We wouldn't need intervention if the human nature was altruistic. But alas, it's the opposite.
Pretty much this. I reject right-libertarianism (the kind most Westerners think of when they hear the term "libertarian" these days, as in the Ayn Rand/Murray Rothbard/Libertarian Party/Cato Institute schools of thought) for the same reasons I reject Marxism. It doesn't mesh well with human nature. They claim to believe in "maximising freedom," but in practice their ideology is little more than an implicit support of "every man for himself/dog eat dog/I got mine, Jack, so screw you" social Darwinism. They use a corruption of Adam Smith's "invisible hand" concept, claiming that, left to its own devices, the market will always self-correct, when history clearly shows that it frequently does not self-correct, and has to be corrected by government intervention, but they continue to adhere to the idea of laissez faire. John K. Galbraith once said "The modern conservative is engaged in one of man's oldest exercises in moral philosophy; that is, the search for a superior moral justification for selfishness," but that can be just as easily applied to right-libertarians and anyone else with similar economic viewpoints. Whether or not they are just finding ways to rationalize their "selfishness is a virtue, altruism is a vice" ideals to their base, or they honestly believe their own bullshit, is irrelevant. Humans are quite frequently anything but "rational actors," and many a businessman, both large and small, has, out of pure greed and a lack of scruples, sought to cut as many corners and fuck over as many people as they think they can get away with just to boost their profits. The mere existence of human greed and evil lays low the idea that unregulated markets can ever truly function for the benefit of everyone.

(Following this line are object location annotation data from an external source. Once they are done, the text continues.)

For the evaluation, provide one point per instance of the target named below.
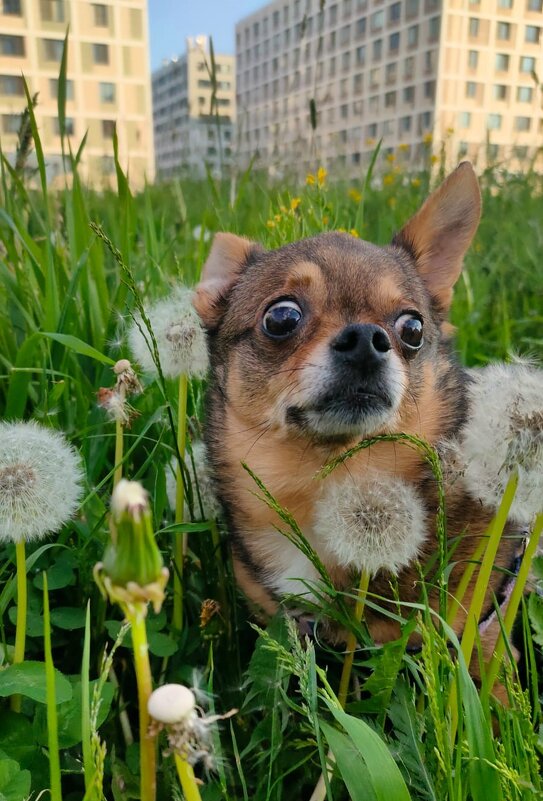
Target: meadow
(76, 265)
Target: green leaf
(14, 782)
(28, 679)
(79, 346)
(68, 617)
(353, 770)
(386, 780)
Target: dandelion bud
(171, 703)
(40, 481)
(504, 434)
(376, 524)
(179, 336)
(132, 572)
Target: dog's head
(333, 338)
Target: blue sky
(170, 21)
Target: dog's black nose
(363, 344)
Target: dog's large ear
(227, 260)
(438, 236)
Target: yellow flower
(321, 176)
(355, 195)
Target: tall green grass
(65, 302)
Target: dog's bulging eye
(281, 319)
(409, 329)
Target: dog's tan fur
(339, 280)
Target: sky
(170, 21)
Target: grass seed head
(179, 335)
(40, 481)
(377, 524)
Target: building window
(393, 42)
(52, 10)
(101, 15)
(433, 29)
(527, 64)
(12, 45)
(11, 123)
(395, 12)
(377, 20)
(12, 85)
(69, 126)
(52, 49)
(108, 129)
(100, 54)
(522, 123)
(390, 99)
(12, 7)
(473, 59)
(531, 34)
(107, 92)
(494, 122)
(53, 88)
(413, 36)
(525, 94)
(474, 27)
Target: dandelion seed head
(40, 481)
(505, 433)
(204, 484)
(378, 523)
(179, 335)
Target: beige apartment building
(108, 82)
(194, 111)
(324, 82)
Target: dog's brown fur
(338, 280)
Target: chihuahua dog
(318, 345)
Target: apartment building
(325, 81)
(194, 111)
(108, 82)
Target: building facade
(108, 82)
(323, 82)
(194, 111)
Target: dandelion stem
(20, 630)
(514, 602)
(180, 541)
(187, 779)
(119, 443)
(145, 688)
(351, 639)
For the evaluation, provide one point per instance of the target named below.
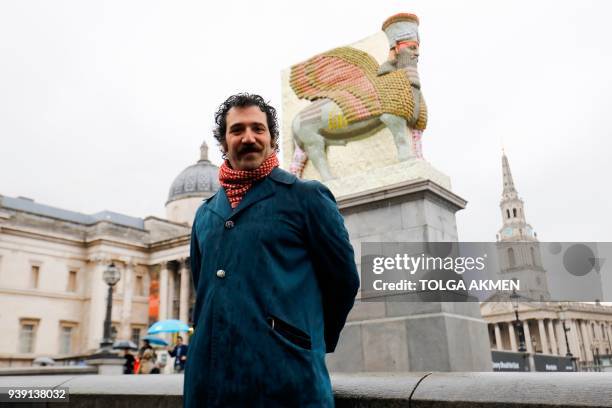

"Anarchism" (not in the political sense but in the "anything-goes/no rules" sense) in the marketplace is just as foolish as "anarchism" in society. There will always need to be rules and various checks and balances in place, and some central authority to create and enforce those laws, i.e., a government. Otherwise what's to keep some private entity from running roughshod over other private citizens just to make a buck? Power, like nature, abhors a vacuum. Private power can be just as authoritarian and insidious as any government, as the lessons of the Gilded Age ought to teach us. In the absence of any real rules or regulations, wealthy business interests have shown that they're more than willing to abuse workers, subjecting them to long hours in unsafe conditions with little pay and no benefits, and hiring mercenaries to beat or even murder them if they go on strike; to despoil the environment if it's cost-effective to do so; and to corrupt the government by being able to literally buy politicians. If they thought they could get away with it and make a nickel by doing so, businesses would pay American workers third-world wages and dump toxic waste in the water supply, and they've already succeeded in giving themselves more and more power and influence over the electoral process. I don't care if it's some Standard Oil-like monopoly or the government that's trampling my rights. The end result is the same. There needs to be accountability, and there needs to be rules in place to prevent abuses. Big business has no more of a right to pollute the air I breathe than some random stranger has a right to break in my house and steal my stuff.
Cool, I got this. I consider myself a Left-Rothbardian, individualist anarchist, strongly pro-market, neutral on the question of property norms. I imagine a polylegal arbitration system where people with different ideas on property resolve their disputes through mutually agreed arbirtrators. I am strongly against state-privilege, especially towards hierarchial institutions.
Interesting quiz. I got this:
I was expecting the economic axis to be closer to the middle. I like having a market economy, and I don't even have a problem with making money or even capitalism in and of itself, and worker/consumer ownership of the means of production isn't a priority of mine, though I do believe strongly in the need for regulations, progressive taxation, safety net programs, and a national universal health care system.